Items like cigarettes, lip gloss, receipts, and change compose a purse. Appel’s narration places more abstract ideas into her purse, like bad dreams and their symbolic imagery. Cherry Pie comes from a place of continued girlhood in a life turning the corner in the other direction, approaching the hurdle of 30 with Appel’s unique tone of feminine anxiety.
Appel evokes a specific late-twenties sense of dread. In one poem, she talks about all the world’s flies drowning in left out glasses of wine, indicating that everything is already so over. While Cherry Pie is rife with post-millennial images alluding to nervous sex and hurt feelings, Appel is also literal through the titles of pieces like “A Public Record of My Self Hatred”. “Like a bad dream,” Appel writes in her litany of items edifying the titular record. Cherry Pie is its own collection of flashing vignettes set against the careening cityscapes of Los Angeles and New York City.

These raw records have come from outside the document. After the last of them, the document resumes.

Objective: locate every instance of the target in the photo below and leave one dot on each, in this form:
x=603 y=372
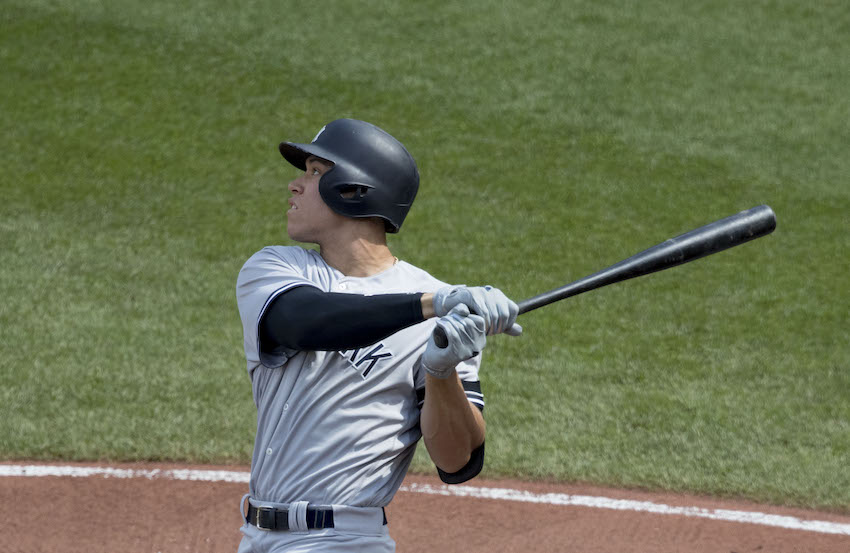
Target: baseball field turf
x=140 y=169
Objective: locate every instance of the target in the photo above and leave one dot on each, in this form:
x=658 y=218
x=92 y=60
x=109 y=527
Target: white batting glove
x=498 y=310
x=466 y=338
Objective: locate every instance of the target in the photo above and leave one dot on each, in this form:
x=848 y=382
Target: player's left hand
x=466 y=338
x=499 y=311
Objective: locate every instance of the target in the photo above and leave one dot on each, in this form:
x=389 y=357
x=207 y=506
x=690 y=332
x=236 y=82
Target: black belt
x=270 y=518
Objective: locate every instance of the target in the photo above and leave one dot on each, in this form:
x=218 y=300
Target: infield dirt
x=100 y=514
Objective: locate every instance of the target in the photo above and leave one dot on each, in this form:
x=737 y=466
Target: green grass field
x=140 y=169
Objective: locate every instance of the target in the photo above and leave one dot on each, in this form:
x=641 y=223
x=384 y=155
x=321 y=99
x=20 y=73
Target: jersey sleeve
x=267 y=274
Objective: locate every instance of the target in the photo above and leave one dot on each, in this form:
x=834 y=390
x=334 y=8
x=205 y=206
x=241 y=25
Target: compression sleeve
x=306 y=318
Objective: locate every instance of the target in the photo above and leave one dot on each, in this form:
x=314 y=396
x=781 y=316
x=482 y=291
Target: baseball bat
x=706 y=240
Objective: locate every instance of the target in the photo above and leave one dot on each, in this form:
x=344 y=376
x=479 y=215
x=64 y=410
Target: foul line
x=502 y=494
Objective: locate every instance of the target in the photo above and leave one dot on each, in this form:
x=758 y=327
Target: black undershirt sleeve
x=470 y=471
x=306 y=318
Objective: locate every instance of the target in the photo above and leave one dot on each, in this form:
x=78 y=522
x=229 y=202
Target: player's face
x=309 y=218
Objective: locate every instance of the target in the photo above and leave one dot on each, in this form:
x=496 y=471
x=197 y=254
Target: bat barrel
x=712 y=238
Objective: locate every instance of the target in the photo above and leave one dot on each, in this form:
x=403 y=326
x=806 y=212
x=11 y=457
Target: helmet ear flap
x=354 y=192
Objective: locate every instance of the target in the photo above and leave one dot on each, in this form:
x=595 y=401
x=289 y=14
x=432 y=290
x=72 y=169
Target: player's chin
x=296 y=233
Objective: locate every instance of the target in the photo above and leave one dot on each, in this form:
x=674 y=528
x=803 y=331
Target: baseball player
x=339 y=341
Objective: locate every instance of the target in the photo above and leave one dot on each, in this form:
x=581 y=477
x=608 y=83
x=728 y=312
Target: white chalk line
x=502 y=494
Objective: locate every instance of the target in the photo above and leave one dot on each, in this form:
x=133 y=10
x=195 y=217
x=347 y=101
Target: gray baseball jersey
x=334 y=427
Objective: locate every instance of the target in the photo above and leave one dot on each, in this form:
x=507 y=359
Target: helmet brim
x=297 y=154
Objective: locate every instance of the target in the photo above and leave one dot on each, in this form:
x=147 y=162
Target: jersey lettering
x=372 y=357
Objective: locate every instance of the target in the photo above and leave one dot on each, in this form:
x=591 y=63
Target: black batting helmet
x=373 y=174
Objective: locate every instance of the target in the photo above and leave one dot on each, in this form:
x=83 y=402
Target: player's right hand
x=466 y=337
x=498 y=310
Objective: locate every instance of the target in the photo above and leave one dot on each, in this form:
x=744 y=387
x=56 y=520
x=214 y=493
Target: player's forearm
x=427 y=301
x=451 y=426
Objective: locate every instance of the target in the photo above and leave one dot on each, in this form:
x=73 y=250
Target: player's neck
x=358 y=255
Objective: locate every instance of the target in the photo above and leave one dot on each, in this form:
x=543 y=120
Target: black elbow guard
x=470 y=471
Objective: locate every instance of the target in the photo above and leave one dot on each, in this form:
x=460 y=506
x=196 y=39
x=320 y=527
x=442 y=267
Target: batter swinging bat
x=711 y=238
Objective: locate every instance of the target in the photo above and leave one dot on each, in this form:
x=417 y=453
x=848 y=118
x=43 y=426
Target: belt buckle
x=269 y=510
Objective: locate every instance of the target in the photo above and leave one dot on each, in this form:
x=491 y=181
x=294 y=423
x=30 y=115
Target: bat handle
x=440 y=338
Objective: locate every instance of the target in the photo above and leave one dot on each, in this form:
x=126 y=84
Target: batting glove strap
x=465 y=336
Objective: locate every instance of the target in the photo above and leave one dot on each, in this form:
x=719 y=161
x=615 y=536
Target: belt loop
x=242 y=508
x=298 y=517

Cherry Pie is an expression of the luteal phase – whatever the subject matter at hand is, it keeps getting worse. Appel confesses in “Except For That Snake”:
“This was supposed to crash.”
All the ugly emotions she writes about culminate in sharp and wrenching lines that embellish the damaging girlhood that stays long after its actual time has passed. As an author presumably in her late twenties, Appel’s book answers what comes next, at least for the women that feel the same way that she does –
“I’m ready for the end now,”
“I’m ready for the desert.”
“Key Hole Limpets, Crabs, & Mussels” adds to the aforementioned idea of ascended girlhood. Like a child, she pouts: “Today was supposed to be nice.” Appel’s narration comes from this ideal of post-25 and pre-30 teenage girldom, an odd space in between the beginning and what is to be perceived as the end of all life. Appel references stilted emotions and positions them against images like the dead flies, establishing feelings of not only loneliness but a complete lack of understanding from the world through the idea of exiling yourself to the desert. In the narrative’s pressing need to be understood, it also communicates that it may be better off alone. In “395 After Plague”, Appel echoes the late Dolores O’Riordan by asking:
“How do you know which way to go?”
She’s answered this question several times in the book, providing a compelling argument for already knowing how it all ends.